Instructor: It is important for us to clarify what we mean by desire. In Buddhism and in Hebrew and in Christian traditions, we have different words that describe different psychological qualities. In English, we call it desire. The English word is terrible, because it only implies for us mostly sex. We hear the word “desire” and we only think of sex. That is partly due to the nature of our psyche, because our psyche is with that Bhava, that animalistic tendency that everything is sexual. By desire in philosophy we do not mean merely sexual desire, and there are different classes of desire that are broken down into different classes.

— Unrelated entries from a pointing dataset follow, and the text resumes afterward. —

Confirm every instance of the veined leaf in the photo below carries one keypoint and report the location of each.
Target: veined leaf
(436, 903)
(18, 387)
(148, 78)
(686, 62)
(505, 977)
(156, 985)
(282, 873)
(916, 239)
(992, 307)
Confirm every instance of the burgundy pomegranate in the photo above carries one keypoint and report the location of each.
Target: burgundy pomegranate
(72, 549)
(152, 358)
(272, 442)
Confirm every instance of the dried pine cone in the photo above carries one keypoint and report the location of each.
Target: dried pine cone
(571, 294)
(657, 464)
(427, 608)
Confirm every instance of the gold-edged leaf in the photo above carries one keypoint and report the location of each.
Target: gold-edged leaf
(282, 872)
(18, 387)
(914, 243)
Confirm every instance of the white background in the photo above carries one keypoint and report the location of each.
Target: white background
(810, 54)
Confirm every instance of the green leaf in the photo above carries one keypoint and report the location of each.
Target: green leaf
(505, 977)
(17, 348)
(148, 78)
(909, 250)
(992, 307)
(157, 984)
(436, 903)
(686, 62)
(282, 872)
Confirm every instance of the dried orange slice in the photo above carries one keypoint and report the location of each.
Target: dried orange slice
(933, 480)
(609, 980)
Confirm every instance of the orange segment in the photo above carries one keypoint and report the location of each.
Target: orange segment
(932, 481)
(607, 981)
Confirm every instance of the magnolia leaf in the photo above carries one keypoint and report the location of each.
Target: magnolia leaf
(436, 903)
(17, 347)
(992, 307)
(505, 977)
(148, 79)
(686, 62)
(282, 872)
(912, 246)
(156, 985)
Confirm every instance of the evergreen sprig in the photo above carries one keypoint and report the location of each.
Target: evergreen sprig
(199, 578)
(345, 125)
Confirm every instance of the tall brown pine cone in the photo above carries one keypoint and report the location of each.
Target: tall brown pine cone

Generally speaking, what we need to understand that is this: there is a difference between the necessity of the soul to realize its unified nature with the Absolute. We can call that a desire for God. In English it is fine, but that is not what we are talking about desire in the form of corruption. Desire in the form of corruption is what in Hebrew is called rah, which means pollution, sin, evil. The desire to unify with god is tob, goodness. These are two aspects of the same force: Daath, knowledge. So, the center forces of the Bhavachakra manifest in different ways. When Adam and Eve fell, they were seduced by the desire to know God, which is on the Tree of Knowledge of Tob ve Rah: goodness and impurity. They were given the instructions. That longing to take that fruit, to smell that fruit, is that longing of the soul to experience something beyond our being, to rise, to know, to have knowledge. That is why it is called the Tree of Knowledge, Daath. Unfortunately, because of Lucifer, the temptation through sensation, Eve (the sexual organs) abused that experience of energy, of matter, of consciousness and that force of knowledge was converted into rah (impurity), desire; it became selfish. It became egotistical. If they would have followed the rules, which are the rules given in tantra and other traditions, they would have taken that energy, but not indulged in it in an egotistical way, not with ignorance; it would have been a force of Bhava, of becoming. To become like the Elohim, to know the two, but not be victimized, and to not be corrupted. In each tradition it is presented in that way, but in different ways. The Buddha himself also used different technical terms to explain the different types of desire. Most people do not get that deep into it to know the technical terms. You also find that in Hinduism. 

Audience: So you say unfortunately, but really it is fortunately for us that Lucifer did that? 

Instructor: The temptation is necessary, but the failure to overcome it is not. Unfortunately, we fail everyday facing a temptation. This again like you pointed out before, this is not a photograph of the past, this is happening right now in all of us, everyday. Everything we perceive is a moment in which we need to transform and overcome temptation, which comes in many ways. Our pride is tempted, our lust is tempted, our fear, envy, jealously, laziness, our gluttony is always being tempted. We are always being tempted. We have to choose. Choose hope, goodness, virtue, or choose to pollute yourself. Your actions psychologically determine whether you will rise or sink. Only you can decide. That is Daath. Knowledge. Do you see the three there in the animals?